The question is whether the transfer of a pension plan should be considered a "termination" of that plan, Scalia writes.

The court has ruled that it does not, based on the interpretation of the law by the Pension Benefit Guaranty Corp, which sided with Crown.

The court, Scalia writes, has "traditionally deferred to the PBGC when interpreting ERISA," and its ruling was based in large part only in determining if the PBGC interpretation made sense in the Crown case.

In short, Scalia writes, "we believe it is."

The PBGC has determined that a termination of a plan and a merger agreement between plans are different in many ways, not the least of which is that there are different sections in the law for each, Scalia writes.

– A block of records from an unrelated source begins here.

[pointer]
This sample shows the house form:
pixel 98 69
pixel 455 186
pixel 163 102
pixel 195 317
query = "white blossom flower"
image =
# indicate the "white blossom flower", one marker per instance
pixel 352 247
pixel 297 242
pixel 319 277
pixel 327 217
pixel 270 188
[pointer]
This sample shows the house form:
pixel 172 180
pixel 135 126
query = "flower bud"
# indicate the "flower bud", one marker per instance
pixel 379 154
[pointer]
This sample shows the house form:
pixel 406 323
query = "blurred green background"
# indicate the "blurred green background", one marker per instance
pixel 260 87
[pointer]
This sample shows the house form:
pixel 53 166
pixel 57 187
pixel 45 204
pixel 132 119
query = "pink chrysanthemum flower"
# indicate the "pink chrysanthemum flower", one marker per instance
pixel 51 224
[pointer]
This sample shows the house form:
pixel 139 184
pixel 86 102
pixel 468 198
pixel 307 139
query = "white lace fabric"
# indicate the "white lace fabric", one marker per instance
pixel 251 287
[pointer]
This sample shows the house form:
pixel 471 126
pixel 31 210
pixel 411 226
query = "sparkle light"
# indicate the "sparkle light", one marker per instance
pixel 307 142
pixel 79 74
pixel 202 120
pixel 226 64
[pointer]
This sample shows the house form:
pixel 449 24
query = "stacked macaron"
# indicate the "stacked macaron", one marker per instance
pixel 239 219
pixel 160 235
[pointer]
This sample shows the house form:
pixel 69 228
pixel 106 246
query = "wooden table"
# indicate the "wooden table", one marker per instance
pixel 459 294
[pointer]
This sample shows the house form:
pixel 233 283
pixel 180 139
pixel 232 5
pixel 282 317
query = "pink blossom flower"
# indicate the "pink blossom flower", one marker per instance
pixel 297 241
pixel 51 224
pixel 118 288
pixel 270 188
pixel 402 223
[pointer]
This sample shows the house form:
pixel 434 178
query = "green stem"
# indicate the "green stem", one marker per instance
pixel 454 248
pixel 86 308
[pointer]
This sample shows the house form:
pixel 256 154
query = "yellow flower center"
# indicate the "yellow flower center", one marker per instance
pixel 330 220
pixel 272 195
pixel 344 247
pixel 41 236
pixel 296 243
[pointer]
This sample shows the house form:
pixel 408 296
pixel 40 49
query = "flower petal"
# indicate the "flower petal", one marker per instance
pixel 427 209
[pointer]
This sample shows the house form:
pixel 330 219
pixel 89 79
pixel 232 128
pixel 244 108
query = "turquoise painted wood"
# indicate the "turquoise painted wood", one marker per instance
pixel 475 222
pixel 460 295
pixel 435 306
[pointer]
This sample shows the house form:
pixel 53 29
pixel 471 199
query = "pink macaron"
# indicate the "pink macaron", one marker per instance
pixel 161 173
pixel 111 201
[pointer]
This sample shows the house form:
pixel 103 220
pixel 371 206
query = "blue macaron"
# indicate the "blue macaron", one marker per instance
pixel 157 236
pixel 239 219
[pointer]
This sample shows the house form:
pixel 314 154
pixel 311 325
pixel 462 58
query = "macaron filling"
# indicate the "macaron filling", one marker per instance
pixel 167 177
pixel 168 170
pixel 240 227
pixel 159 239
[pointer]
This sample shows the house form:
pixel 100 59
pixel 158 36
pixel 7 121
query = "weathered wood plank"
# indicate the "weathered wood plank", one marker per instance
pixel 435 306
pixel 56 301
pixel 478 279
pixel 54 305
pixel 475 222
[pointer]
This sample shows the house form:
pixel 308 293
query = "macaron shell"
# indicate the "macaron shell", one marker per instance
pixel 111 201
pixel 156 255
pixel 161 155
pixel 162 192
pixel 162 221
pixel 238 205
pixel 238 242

Scalia writes that the termination of a plan represents the removal of that plan's assets and liabilities from the PBGC's coverage, while the merger would simply shift it between different employers and force beneficiaries of the terminated plan to rely on the multi-employer plan's financial strength.

Interpreting a merger as a termination would also strip the company–Crown, in this case–from reaping the surplus of an overfunded plan, Scalia writes.

"For employers, the ill effects are demonstrated by the facts of this very case," Scalia writes. "By diligently funding its pension plans, Crown became the bait for a union bent on obtaining a surplus that was rightfully Crown's."